Nigeria: Police And Their Myriad Problems

editorial

Lagos — The Nigeria Police are in the news again, as always. And as usual not for anything salutary. The entire policemen and women from the Inspector-General of Police to the last recruit are out on the streets queuing.

In a tasking search for ghost workers. It is really funny to know that the police whose work it is to eliminate crime, should exhibit such celebrated inability for accurate record keeping.

As though that was not enough, a Lagos-based national newspaper last week did nearly a full-page feature on how recruitment into the police force is riddled with fraud such that a candidate is required to pay as much as N250, 000 for the recruitment form, plus so many other sums for greasing the palms of some officials and self- appointed recruitment officers. All that came shortly after the former Lagos State Police Commissioner, Alhaji Abubakar Tsav, went full blast on the police and its corrupt agents at the Oputa Panel which has just ended its sitting in Enugu.

What all that adds up to is that the Nigeria Police Force is one giant sick body which requires a radical surgical operation. It is very unfortunate that that has to be so, since it is detrimental to the societal well-being of the Nigerian populace.

There is need for justice in every society. For there to be justice, there has to be security and in order to have security we have to have well paid agents of the state preventing crime, as well as docking criminals and to even guarantee safety on our roads.

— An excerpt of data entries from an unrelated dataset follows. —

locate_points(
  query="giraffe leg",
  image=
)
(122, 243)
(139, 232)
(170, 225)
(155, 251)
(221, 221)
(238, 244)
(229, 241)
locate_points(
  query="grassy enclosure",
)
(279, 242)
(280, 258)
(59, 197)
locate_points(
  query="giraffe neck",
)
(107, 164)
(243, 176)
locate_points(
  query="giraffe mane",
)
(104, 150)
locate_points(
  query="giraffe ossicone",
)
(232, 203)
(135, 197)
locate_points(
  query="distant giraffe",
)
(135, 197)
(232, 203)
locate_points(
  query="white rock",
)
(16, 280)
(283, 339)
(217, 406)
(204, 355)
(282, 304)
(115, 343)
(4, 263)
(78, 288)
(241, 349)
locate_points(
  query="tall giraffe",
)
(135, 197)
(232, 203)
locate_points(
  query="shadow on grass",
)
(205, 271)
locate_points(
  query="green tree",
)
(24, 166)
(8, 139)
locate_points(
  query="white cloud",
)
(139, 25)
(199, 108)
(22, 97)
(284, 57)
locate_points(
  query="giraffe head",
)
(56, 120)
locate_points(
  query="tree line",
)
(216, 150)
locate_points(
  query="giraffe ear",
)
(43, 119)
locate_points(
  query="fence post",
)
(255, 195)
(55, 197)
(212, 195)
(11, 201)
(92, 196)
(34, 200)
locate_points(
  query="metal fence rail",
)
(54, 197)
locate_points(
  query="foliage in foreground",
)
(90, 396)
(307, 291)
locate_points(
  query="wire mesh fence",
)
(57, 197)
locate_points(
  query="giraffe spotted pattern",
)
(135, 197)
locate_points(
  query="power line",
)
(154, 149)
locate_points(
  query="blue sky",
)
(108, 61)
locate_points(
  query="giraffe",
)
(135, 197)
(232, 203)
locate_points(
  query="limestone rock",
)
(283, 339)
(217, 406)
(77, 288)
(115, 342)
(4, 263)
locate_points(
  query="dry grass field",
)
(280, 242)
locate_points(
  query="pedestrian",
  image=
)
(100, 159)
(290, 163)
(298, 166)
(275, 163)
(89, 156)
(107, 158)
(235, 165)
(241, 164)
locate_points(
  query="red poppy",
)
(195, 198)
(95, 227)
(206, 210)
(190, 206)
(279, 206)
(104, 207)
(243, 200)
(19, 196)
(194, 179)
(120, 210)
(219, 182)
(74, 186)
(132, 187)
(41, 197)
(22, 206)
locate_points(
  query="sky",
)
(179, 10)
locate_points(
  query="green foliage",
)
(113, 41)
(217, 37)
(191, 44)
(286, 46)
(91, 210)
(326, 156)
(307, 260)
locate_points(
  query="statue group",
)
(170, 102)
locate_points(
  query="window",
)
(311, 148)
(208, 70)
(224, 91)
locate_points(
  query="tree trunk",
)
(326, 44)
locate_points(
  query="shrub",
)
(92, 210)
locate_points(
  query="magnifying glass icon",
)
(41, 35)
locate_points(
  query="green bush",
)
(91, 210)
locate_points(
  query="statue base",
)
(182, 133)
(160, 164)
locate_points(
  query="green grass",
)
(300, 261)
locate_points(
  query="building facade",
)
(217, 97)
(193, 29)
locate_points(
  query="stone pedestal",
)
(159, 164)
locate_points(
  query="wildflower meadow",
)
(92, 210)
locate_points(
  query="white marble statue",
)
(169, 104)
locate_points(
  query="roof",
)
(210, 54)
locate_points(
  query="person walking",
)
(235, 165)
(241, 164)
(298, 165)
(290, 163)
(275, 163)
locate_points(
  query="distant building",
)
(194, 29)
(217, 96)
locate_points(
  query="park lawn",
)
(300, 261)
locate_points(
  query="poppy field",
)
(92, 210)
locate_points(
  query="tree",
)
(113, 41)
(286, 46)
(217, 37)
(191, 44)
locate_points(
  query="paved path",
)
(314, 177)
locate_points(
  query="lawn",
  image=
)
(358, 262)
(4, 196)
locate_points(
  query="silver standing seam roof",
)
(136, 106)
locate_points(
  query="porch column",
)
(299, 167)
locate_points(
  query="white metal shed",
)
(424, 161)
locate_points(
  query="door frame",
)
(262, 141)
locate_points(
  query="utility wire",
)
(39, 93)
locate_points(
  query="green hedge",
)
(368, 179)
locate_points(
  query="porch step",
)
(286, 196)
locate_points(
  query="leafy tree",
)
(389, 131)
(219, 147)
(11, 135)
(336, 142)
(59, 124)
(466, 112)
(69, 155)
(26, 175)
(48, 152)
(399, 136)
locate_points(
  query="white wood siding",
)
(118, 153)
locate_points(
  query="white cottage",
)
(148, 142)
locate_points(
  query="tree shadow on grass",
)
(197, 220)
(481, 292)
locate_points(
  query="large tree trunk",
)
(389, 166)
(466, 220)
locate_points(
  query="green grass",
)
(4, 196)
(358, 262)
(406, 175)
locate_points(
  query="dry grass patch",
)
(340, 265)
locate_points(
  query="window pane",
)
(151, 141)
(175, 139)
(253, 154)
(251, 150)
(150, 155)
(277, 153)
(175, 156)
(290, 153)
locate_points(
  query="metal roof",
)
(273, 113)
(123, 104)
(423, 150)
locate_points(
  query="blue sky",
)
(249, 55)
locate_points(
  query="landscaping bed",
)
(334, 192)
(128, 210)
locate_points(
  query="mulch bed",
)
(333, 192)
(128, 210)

It will be right to argue that the problems of the force did not start today, but instead has accumulated over the years as the military neglected the force, some suggest that it is because the military did not want any rival to its supremacy in the then largely subjugated Nigerian social political landscape. However, since Nigeria is now in a democracy, for two years now, there ought to have been manifest exhibition of the political will on the part of government to equip the police to do their work.

But that has not happened. What has happened was that government resorted to a blanket ban on all organisations.

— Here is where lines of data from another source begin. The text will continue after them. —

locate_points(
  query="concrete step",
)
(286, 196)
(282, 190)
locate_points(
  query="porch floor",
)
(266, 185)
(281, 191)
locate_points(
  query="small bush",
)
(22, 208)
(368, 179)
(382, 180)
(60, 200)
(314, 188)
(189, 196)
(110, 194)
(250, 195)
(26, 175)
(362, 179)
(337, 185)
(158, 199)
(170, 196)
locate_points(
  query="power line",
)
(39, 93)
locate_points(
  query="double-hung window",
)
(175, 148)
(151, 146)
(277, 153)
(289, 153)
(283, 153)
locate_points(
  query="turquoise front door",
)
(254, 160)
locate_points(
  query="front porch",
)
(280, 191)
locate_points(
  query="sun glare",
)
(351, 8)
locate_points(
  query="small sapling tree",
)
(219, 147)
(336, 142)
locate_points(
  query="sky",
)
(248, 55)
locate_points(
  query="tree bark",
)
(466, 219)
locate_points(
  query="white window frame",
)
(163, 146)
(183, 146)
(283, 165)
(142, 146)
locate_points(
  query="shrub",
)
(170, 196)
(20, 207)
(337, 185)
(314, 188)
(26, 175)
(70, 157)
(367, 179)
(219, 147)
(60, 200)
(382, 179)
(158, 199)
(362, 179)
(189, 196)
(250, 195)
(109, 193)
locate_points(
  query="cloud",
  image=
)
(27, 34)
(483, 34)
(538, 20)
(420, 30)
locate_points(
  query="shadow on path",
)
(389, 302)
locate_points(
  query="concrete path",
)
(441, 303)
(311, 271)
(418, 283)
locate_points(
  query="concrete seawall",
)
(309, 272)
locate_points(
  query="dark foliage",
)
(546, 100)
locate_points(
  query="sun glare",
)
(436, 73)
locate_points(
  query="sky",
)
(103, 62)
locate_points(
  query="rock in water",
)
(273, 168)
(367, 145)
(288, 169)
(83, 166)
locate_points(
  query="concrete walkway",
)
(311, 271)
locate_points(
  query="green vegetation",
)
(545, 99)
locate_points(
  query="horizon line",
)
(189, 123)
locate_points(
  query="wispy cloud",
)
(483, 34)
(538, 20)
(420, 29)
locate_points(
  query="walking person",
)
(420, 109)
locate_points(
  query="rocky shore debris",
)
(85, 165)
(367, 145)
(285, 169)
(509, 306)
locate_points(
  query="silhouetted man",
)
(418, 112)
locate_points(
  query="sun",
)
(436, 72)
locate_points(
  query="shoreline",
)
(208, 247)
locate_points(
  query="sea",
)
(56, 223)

The FG, for instance, came out with a pronouncement banning OPC and all such other groups. In the case of Anambra State Vigilance services the FG got into a little bit of a problem because it is not a tribal group with the agenda to redress perceived injustices against ethnic groups, like OPC and MASSOB, it is a security outfit which the State Assembly of the Anambra State government backed with an enabling law to drastically bring to an end the calamity that Anambra had continued to face concerning insecurity.

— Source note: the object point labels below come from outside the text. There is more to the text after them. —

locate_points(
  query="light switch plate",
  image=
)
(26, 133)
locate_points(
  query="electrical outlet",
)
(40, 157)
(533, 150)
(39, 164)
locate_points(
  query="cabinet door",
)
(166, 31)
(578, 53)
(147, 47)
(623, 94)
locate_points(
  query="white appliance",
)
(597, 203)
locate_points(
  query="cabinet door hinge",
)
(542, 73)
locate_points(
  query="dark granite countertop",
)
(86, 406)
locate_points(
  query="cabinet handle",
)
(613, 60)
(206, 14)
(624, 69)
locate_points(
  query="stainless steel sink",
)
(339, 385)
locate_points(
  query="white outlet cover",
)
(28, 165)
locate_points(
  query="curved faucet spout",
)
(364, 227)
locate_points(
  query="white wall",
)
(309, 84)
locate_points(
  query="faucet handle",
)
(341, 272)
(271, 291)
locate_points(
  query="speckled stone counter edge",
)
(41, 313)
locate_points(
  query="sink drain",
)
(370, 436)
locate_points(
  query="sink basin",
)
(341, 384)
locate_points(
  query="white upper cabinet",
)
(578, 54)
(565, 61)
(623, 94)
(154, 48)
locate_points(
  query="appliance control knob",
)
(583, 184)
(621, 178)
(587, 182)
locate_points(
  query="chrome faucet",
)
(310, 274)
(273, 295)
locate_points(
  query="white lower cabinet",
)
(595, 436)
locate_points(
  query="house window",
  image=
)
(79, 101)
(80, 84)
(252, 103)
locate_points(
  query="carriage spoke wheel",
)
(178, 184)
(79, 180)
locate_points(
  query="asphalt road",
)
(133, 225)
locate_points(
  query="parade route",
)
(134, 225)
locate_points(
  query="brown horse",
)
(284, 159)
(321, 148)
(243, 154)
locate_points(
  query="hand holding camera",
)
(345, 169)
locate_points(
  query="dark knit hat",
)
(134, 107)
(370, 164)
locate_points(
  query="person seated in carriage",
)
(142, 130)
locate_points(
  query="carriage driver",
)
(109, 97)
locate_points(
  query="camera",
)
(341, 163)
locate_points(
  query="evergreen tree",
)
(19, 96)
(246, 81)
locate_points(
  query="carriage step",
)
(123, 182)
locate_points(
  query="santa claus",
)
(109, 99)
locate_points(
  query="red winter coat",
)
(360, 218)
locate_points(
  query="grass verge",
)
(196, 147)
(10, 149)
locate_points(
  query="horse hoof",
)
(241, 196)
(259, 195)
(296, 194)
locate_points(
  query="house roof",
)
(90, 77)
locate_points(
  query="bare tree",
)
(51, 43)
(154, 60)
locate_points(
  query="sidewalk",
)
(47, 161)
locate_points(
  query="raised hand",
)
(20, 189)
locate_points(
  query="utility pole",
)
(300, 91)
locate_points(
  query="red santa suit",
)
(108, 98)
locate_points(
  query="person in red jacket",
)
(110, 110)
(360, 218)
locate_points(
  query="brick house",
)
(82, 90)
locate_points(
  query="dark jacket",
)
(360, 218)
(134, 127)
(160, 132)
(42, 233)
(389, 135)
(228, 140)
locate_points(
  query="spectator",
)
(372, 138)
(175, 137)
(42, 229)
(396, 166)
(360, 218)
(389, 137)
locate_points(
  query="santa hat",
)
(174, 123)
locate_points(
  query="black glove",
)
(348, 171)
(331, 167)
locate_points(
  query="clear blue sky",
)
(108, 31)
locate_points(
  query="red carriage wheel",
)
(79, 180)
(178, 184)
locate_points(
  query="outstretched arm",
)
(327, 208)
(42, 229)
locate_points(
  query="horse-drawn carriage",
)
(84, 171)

The situation got so bad that to carry a polythene bag with a pair of shoes in Onitsha was to sign one's own death warrant. It was a question of a drastic ailment requiring a drastic solution in Anambra State.

And to improve the genuine desires for a secure society on the part of Dr. Chinwoke Mbadinuju, last week he inaugurated an eight man supervisory panel for Bakassi and said that Bakassi would be under the police force.

That is a very clear demonstration of transparency as it concerns the objective of guaranteeing a secure Anambra State. But this piece is not about Anambra or Bakassi, but about the police.

Concerning setting up rival agencies to do the work of the police, the military government of Ibrahim Babangida set the pace by setting up Federal Road Safety Commission (FRSC), headed by Professor Wole Soyinka. This came to a head during the Abacha era when there re- emerged a deluge of operations: Operation Sweep, Operation Nkpochapu, all "sound and fury," achieving nothing.

Whether it was for ethnic or security purposes, the emergence of these organisations whether in the past, or now, have only gone to prove that the Nigerian Police Force has failed in its constitution responsibility of policing the country from the Northern to the Southern Atlantic boundaries, due to all sorts of problems. Principal among which is insufficient funding and misplacement of priority on the part of successive administrations.

A situation which has then given room for some highly placed officers to further mismanage the force. Alhaji Tsav actually named a top ranking officer of the force "a prisoner on parole." That may just be his opinion, but it does follow that such characters exploit the loopholes in the system to cruise roughshod on bribery and corruption.

It is only where there is no honest and purposeful supervision that a single exercise such as recruitment will be riddled with fraud. It is unfortunate because what that means is that the new entrants would be dropouts who can afford the dubious fees charged.

What that means is that the force is doomed, for it is the human element, above infrastructure, sophisticated security gadgets, telephone lines, patrol vans, and computers, important as they are, that will ensure a safe and just society. It is true that the police have been given jeeps to work with, but a situation where the policemen and women get owed for months, like many Nigerian workers, does not allow for the best that, is patriotic and honourable.

Having said that, it is also important to maintain that the police as a body should know that hardship is not peculiar to it, and that even if it were, because of its elevated status as a security and crime agency, it has to be seen to always approach justice with clean hands. There is no gain in resorting to extortion and exploitation of innocent citizens, be it during recruitments or at illegal check points.

There is equally no gain in turning to illegal arms dealers supplying syndicates or armed gangs. There is even no redemption in becoming hired killers for or on behalf of dubious moneybags.

The thing for the police rank and file to do is to get a strong union that can mount pressure on the Inspector-General to pray the powers of the day to give police their rightful place. In addition, the entire force should be able to insist on ridding itself of miscreants that taint, the otherwise good work of the greater majority of the force.